Dialing it in – Using TolAnalyst on Your Assemblies, Part 2

Table of Contents

Welcome to my second article in this series on using TolAnalyst for
assemblies. In this second article, I’m going to set up a tolerance analysis
so that you can see what’s involved. Before going any further, if you haven’t
done so already,
please read Part 1 of this series. Go ahead, I’ll wait…

Okay, now that’s out of the way, let’s go back into this “sheeter” assembly.


All of my parts have DimXpert dimensions and tolerances, so I can start my
TolAnalyst study to make sure the knives don’t bind together and aren’t too
far apart. In this case, over ¼” apart would be too far because the assembly
won’t cut a sheet at that point.

There is a 4 part process to our study:

  1. Define the measurement you want to control.
  2. Define the assembly sequence.
  3. Define the assembly constraints.
  4. Run the analysis and adjust the tolerances as necessary.

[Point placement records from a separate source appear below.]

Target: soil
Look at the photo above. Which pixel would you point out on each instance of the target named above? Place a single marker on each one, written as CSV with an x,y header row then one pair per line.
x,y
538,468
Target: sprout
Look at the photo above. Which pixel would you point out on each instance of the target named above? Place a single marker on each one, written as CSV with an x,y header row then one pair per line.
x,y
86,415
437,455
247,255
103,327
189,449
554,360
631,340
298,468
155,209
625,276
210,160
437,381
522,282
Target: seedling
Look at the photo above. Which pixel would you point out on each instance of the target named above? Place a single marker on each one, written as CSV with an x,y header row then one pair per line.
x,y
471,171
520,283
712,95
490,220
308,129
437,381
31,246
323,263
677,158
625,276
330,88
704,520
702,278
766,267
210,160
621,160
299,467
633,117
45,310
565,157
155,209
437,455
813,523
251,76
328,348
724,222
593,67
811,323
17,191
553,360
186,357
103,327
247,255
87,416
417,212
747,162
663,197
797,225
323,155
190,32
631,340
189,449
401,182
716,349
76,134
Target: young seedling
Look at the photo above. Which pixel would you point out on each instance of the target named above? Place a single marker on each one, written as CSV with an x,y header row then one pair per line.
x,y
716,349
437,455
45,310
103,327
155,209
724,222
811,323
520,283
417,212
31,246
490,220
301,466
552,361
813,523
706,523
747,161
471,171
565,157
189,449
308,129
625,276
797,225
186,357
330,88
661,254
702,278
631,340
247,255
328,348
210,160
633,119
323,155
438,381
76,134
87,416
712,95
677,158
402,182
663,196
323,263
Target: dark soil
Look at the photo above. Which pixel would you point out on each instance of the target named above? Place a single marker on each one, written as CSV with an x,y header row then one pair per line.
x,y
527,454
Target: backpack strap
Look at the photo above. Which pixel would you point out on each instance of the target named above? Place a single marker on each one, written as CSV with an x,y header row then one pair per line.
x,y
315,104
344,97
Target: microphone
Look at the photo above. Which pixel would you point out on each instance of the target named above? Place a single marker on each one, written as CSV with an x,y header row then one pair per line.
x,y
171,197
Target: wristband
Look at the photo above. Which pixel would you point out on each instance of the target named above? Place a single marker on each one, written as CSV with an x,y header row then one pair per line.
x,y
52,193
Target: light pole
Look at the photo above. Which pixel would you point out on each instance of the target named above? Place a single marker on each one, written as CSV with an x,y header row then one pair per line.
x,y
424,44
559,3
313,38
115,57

This article will cover Steps 1 through 3, and the last article in the series
will cover running the analysis and refining the results. To start the study,
click on the DimXpert Manager tab and click the TolAnalyst icon. (Remember, if
this isn’t available, make sure that TolAnalyst is turned on as an Add-in.)


In the Property Manager, pick the 2 faces that you want to set up as
measurement faces. The measurement is the dimension that you are running the
analysis for. In this case, it’s the distance between the front face of the
bottom knife and the back face of the top knife. The nominal dimension is 0.1”
and is highlighted in pink. SOLIDWORKS also gives us a green message letting
us know the measurement is defined. Hit the blue arrow to the top right to go
to the next step.


Step 2 is telling TolAnalyst the order/sequence of how the assembly goes
together. Mimicking the real world assembly sequence, it will be as follows:
the lower knife block, the lower blade, the 2 guide pins, the 2 bushings, the
upper knife block and finally, the upper knife. Just select the parts in the
proper order, and you can right click on a part and delete it if it’s out of
sequence. While you are selecting, the rest of the parts in the assembly
remain transparent until they are selected. SOLIDWORKS also provides you with
a “Neighbors” box which you can use to select parts next to the one you are
selecting, or you can select them from the graphics area.


Once you have selected everything, you get the nice green message. Hit the
right blue arrow to go to the next step.


Step 3 is defining the constraints in the assembly. TolAnalyst looks at the
mates within the assembly for these constraints, which will define how the
components are held together. Pick from all the available mates to specify
primary, secondary and tertiary constraints depending on real world
conditions. The first component is the lower knife block, which is fixed due
to it being the first component in the sequence from the previous step, so we
need to set up the constraints for the next component, which is the lower
knife blade. You can see from the image, there are 2 mates to pick from, one
on the bottom of the blade and one on the back of the blade:


You can pick both of these constraints, but you really only need to constrain
the blade in the X (red axis) direction, since the blade moving up and down in
the Y direction won’t affect the tolerance stack up. If you hover over the
flyouts, the faces that are being covered by that constraint highlight in
green. Once you pick 1 or more constraints, the Component in the Property
Manager has a green check next to it. Also, under that Components window, the
Constraints window shows the primary, secondary and tertiary constraints and
what faces they are between.


After that, it’s just a matter of selecting the constraints for the other
components. Click on the component, see what constraint or constraints pop up
in the Graphics Area, and then select the number on the flyout. 1=primary,
2=secondary, and 3=tertiary. You can specify the constraint filters that you
want to use, or just let SOLIDWORKS show all and pick from there. Everything
in this assembly is pretty straight forward until you get to the Upper Knife
Block. It has 6 possible constraints to choose from. This is where the green
highlighting becomes key, so that we can pick the constraints between the OD
of the bushing and the block (confirmed by the Constraints box).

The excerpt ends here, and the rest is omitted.